Nat looked to the two of them. “Well, what is it?”
Nev answered. “The thing is, even though the dwarves are dab hands with fire—what with all the smithing and that—they don’t have anything capable of carrying a whole landing party. What we need is something relatively lightweight that burns very hot and for a good, long time.”
“So what’s the solution?”
Neville sighed. “We need to capture a drequon.”
“You want us to capture a dragon?” asked Nat, alarmed.
“Nay, lass, tha’ would be ridiculous. We’re lookin’ t’ capture a drequon.”
“There are no dragons, Nat. Dragons are like the Nessie of this world, only idiots believe in them.”
“Honestly, it’s like ye’re tryin’ t’ be ignorant.”
“Okay, I get it,” said Nat, exasperated. “So if we’re not talking about a dragon, what’s a drequon?”

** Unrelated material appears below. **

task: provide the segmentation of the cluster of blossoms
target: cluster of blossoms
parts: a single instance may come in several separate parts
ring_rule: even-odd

Tidbit fielded the question. “A drequon’s a four-legged, razor-fanged, monsta tha’ eats people ‘n’ spits fire.”
“Oh come on!” cried Nat, throwing up her hands.
&nbs
p; “SO, WHAT ARE we doing again?” asked Ashley, puzzled.
For the sake of the assembled—which consisted of Ash, Rundal, Eathon and Galanthre—Nat went over the plan one more time.
“The idea is to visit the deepest part of the dungeon so we can catch a fire-breathing monster and use it to power a hot air balloon.”
“Gotcha,” said Ashley. “Just wanted to make sure I heard right.”
And that was that. The elves nodded, the dwarf nodded, and without any further ado, the game was afoot. The party strapped on their weapons and buckled into their armour, making ready to descend to the deepest, dankest corner of the dwarf dungeon, where legend had it the drequon dwelled.
Nat wore her new suit of dwarf-made armour, and across her shoulders, a mantle of Goldie’s pelt. She wore it to honour the fallen unicorn, and trusted her companions to recognise the gesture for the tribute it was. She’d think twice about wearing it out in public though. The last thing she needed was some animal rights sort mistaking it for a fashion statement and drenching her in red paint.
Eathon slid a sword into his back scabbard and firmed his jaw. He seemed quieter than usual, Nat thought. Fragile even. She asked him if everything was okay, but he looked away as he insisted nothing was the matter.
In stark contrast, Ashley and Galanthre seemed invigorated by the prospect of doing battle with the denizens of the underworld. The two of them had really fallen in step it seemed. Ever since the Battle of Bludoch they’d been thick as thieves.
And Rundal… well, Rundal was just Rundal: gruff, bullish and spoiling for a fight.
“Foller me,” he said, propping an axe on his shoulder and leading them from the city hub.
The axe-bearded dwarf lit the way with a gleaming crystal affixed to a gnarled length of tree root. Torches were forbidden in the deepest parts of the dungeon, as a single spark could ignite the gasses that built up there and bury them under a mile of rock. To light their path without the use of fire, each member of the party had been equipped with their own crystal-mounted staff. The gems shone with an eerie, blue luminescence that lit the dungeon’s grey walls like a public toilet after dark. All except for Nat’s that is, which offered only a vague, sputtering glow.